Mepolizumab Reduces Hypereosinophilic Syndrome Flares


The IL-5 inhibitor has shown significant benefits for HES in a phase 3 pivotal trial, and is now being considered for regulatory submission.


Pivotal trial results from GlaxoSmithKline (GSK) show mepolizumab (Nucala) may be the first therapy capable of reducing flares in patients with Hypereosinophilic Syndrome (HES).

New phase 3 data from the pharmaceutical company show the interleukin 5 (IL-5) inhibitor therapy provided a statistically significantly greater rate of HES flare reduction in treated patients over 32 weeks, versus placebo.

The findings indicate mepolizumab’s benefit for the rare inflammatory disease, and advance GSK’s plans for regulatory submission of the therapy for an HES indication in 2020.

The pivotal phase 3 study was a randomized, double-blind, placebo-controlled trial observing the efficacy and safety of subcutaneous mepolizumab 300 mg every 4 weeks in 107 adolescent and adult patients with severe HES.

Investigators sought a primary endpoint of statistically significant reduction in patients experiencing HES flare—defined as the worsening of symptoms or eosinophil threshold which requires a therapy escalation—when mepolizumab is added to standard of care treatment.

At 32 weeks, 56% fewer patients treated with mepolizumab reported HES flares, versus just 28% of placebo patients (P = .002).

In secondary endpoints, investigators observed a 66% lower risk of first HES flare of the observed study period among treated patients versus placebo (HR, 0.34; 95% CI, 0.18 — 0.67), as well as a 66% reduction in annualized HES flare rate versus placebo (RR, 0.34; 95% CI, 0.19 – 0.63).

Investigators also reported improved fatigue scores among mepolizumab-treated patients (P = .036) and a consistent safety profile with that previously known of the IL-5 inhibitor. Gerald Gleich, MD, an allergist and immunologist from the University of Utah, noted mepolizumab’s benefit is in reducing blood eosinophil levels—a benefit to patients of various eosinophil-based inflammatory diseases.

“These data are very promising and should provide hope for patients affected by this rare, life-threatening condition caused by eosinophilic inflammation,” Gleich said in a statement.

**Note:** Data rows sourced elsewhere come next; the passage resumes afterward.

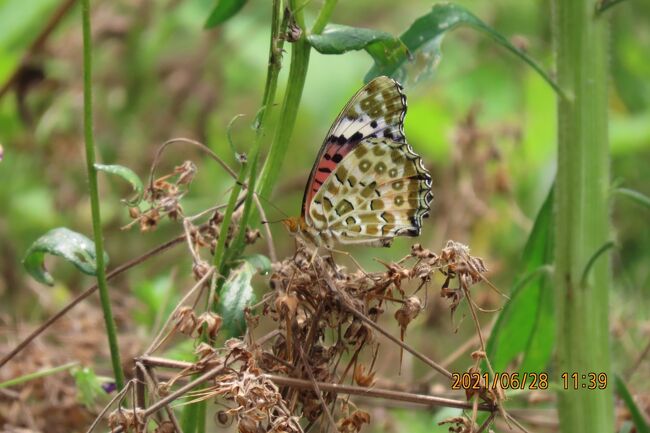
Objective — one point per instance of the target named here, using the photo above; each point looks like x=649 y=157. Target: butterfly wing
x=377 y=110
x=379 y=190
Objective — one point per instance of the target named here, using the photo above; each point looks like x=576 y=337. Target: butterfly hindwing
x=378 y=191
x=375 y=111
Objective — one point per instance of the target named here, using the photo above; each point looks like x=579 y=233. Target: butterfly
x=367 y=184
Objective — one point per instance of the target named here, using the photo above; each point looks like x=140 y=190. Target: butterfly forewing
x=378 y=191
x=376 y=111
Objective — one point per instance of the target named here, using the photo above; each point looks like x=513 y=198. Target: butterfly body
x=367 y=185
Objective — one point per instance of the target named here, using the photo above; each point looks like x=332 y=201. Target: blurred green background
x=484 y=124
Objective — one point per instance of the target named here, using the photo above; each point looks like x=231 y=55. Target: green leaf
x=526 y=323
x=338 y=39
x=223 y=11
x=128 y=175
x=260 y=262
x=236 y=294
x=639 y=422
x=72 y=246
x=89 y=386
x=424 y=38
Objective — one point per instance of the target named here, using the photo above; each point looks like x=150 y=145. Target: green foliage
x=424 y=38
x=62 y=242
x=339 y=39
x=237 y=293
x=89 y=386
x=158 y=298
x=223 y=11
x=526 y=323
x=128 y=175
x=637 y=415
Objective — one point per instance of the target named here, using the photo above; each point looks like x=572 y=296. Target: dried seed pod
x=409 y=311
x=200 y=269
x=286 y=305
x=354 y=422
x=204 y=350
x=127 y=419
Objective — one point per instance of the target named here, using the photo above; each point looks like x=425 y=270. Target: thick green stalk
x=581 y=206
x=295 y=85
x=94 y=197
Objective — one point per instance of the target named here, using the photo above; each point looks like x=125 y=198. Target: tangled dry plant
x=325 y=321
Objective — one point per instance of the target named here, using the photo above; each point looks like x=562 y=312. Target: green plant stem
x=278 y=27
x=295 y=84
x=37 y=374
x=581 y=208
x=323 y=16
x=220 y=249
x=193 y=419
x=102 y=284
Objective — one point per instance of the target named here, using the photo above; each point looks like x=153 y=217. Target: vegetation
x=173 y=136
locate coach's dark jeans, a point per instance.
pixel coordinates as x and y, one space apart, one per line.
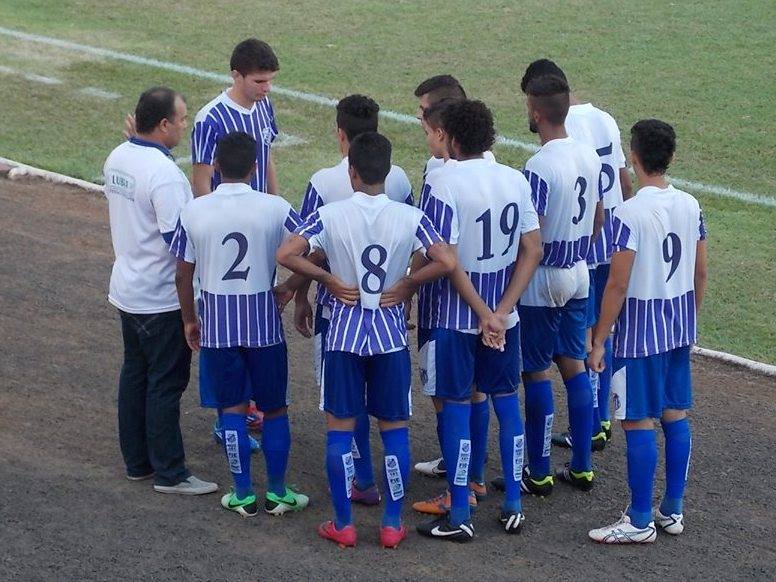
154 375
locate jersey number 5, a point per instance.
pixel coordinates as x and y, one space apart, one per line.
508 223
373 268
242 250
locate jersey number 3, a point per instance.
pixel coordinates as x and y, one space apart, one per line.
242 250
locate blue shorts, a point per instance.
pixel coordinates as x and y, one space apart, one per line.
231 376
378 385
453 362
645 387
320 329
553 331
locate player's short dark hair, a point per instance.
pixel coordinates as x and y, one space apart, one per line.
654 141
470 123
540 68
357 114
155 104
253 55
440 87
550 94
433 114
236 155
370 156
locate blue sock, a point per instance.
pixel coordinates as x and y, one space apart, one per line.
605 382
478 427
642 460
238 452
678 448
580 400
511 440
456 452
362 453
339 468
595 379
539 412
276 443
396 446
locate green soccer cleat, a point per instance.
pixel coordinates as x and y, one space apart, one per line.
245 507
290 501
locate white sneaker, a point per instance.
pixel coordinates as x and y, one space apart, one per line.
191 486
431 468
623 532
673 524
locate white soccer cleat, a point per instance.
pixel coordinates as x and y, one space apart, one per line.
624 532
673 524
432 468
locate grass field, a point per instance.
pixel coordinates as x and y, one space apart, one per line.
705 67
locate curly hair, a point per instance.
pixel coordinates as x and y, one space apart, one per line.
357 114
654 141
470 124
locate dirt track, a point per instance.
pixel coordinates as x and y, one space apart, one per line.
67 513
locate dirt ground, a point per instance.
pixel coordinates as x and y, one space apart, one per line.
67 513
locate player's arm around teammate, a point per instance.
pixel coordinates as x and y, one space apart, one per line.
654 293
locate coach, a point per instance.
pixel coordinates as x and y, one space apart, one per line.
146 192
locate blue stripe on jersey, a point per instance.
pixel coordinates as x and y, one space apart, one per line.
179 240
539 190
222 120
440 305
601 250
311 201
440 214
250 321
563 254
652 326
366 332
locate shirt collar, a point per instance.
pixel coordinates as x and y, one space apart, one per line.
149 144
231 188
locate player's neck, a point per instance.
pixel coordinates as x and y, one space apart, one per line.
551 132
235 96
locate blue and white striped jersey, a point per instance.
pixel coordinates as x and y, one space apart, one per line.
333 184
599 130
483 207
368 241
223 116
565 184
663 228
232 236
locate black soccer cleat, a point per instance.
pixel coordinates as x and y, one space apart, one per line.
442 529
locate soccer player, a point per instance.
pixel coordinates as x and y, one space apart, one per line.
356 114
232 236
485 210
431 92
245 106
655 290
368 240
596 128
564 176
146 192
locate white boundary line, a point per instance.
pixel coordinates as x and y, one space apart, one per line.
721 191
21 170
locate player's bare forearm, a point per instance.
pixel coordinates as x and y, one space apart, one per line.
598 220
626 184
529 255
272 176
184 283
701 274
201 175
614 295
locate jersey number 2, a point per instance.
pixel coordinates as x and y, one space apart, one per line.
242 249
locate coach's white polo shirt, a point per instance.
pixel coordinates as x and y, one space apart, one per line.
146 192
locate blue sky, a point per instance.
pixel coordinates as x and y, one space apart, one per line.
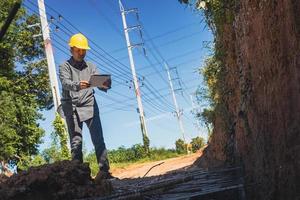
178 36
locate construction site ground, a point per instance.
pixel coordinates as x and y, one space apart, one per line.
159 167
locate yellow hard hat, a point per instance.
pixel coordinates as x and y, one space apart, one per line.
80 41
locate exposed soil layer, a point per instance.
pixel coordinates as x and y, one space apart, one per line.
61 180
262 63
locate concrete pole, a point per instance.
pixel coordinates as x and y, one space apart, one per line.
178 114
135 80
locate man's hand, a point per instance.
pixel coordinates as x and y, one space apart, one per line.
84 84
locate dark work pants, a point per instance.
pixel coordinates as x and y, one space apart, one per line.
95 128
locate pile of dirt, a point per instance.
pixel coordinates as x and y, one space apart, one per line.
61 180
262 68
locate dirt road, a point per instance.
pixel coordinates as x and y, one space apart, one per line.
139 170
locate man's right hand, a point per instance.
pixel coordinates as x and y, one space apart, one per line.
84 84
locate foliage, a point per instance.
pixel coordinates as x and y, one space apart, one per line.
24 87
197 143
180 146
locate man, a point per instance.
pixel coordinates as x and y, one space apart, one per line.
79 104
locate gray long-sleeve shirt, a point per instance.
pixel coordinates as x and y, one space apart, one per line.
83 101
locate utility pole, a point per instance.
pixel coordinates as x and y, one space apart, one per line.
197 121
135 80
178 112
49 54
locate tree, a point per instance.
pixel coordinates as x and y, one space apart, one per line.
24 87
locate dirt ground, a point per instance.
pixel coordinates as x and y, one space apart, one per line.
139 170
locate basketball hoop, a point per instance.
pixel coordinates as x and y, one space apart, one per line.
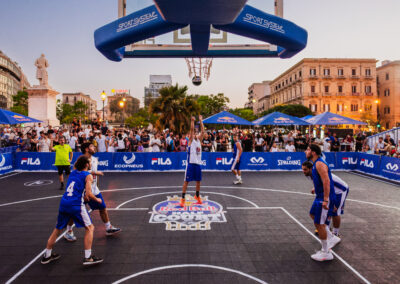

HES is characterized by a group of rare inflammatory disorders of eosinophil overproduction. Over time, most forms of the disease will cause inflammation and organ damage, with complications ranging from fever and malaise to respiratory and cardiac issues. It currently affects about 20,000 people globally.

Though its use is commonly associated with severe eosinophilic asthma—for which it was approved for treatment by the US Food and Drug Administration (FDA) in 2015—mepolizumab previously received Fast Track and Orphan Drug designations by the FDA for HES.

The therapy was also previously approved as an add-on maintenance treatment for patients with eosinophilic granulomatosis with polyangiitis (EGPA), and is being investigated for nasal polyposis and chronic obstructive pulmonary disease (COPD).

But it’s now with this rare condition which GSK anticipates pipeline development.

“Mepolizumab has the potential to change the treatment landscape for patients with HES which is a complex and debilitating disease with limited therapeutic options today,” Hal Barron, MD, Chief Scientific Officer and President of R&D at GSK, said.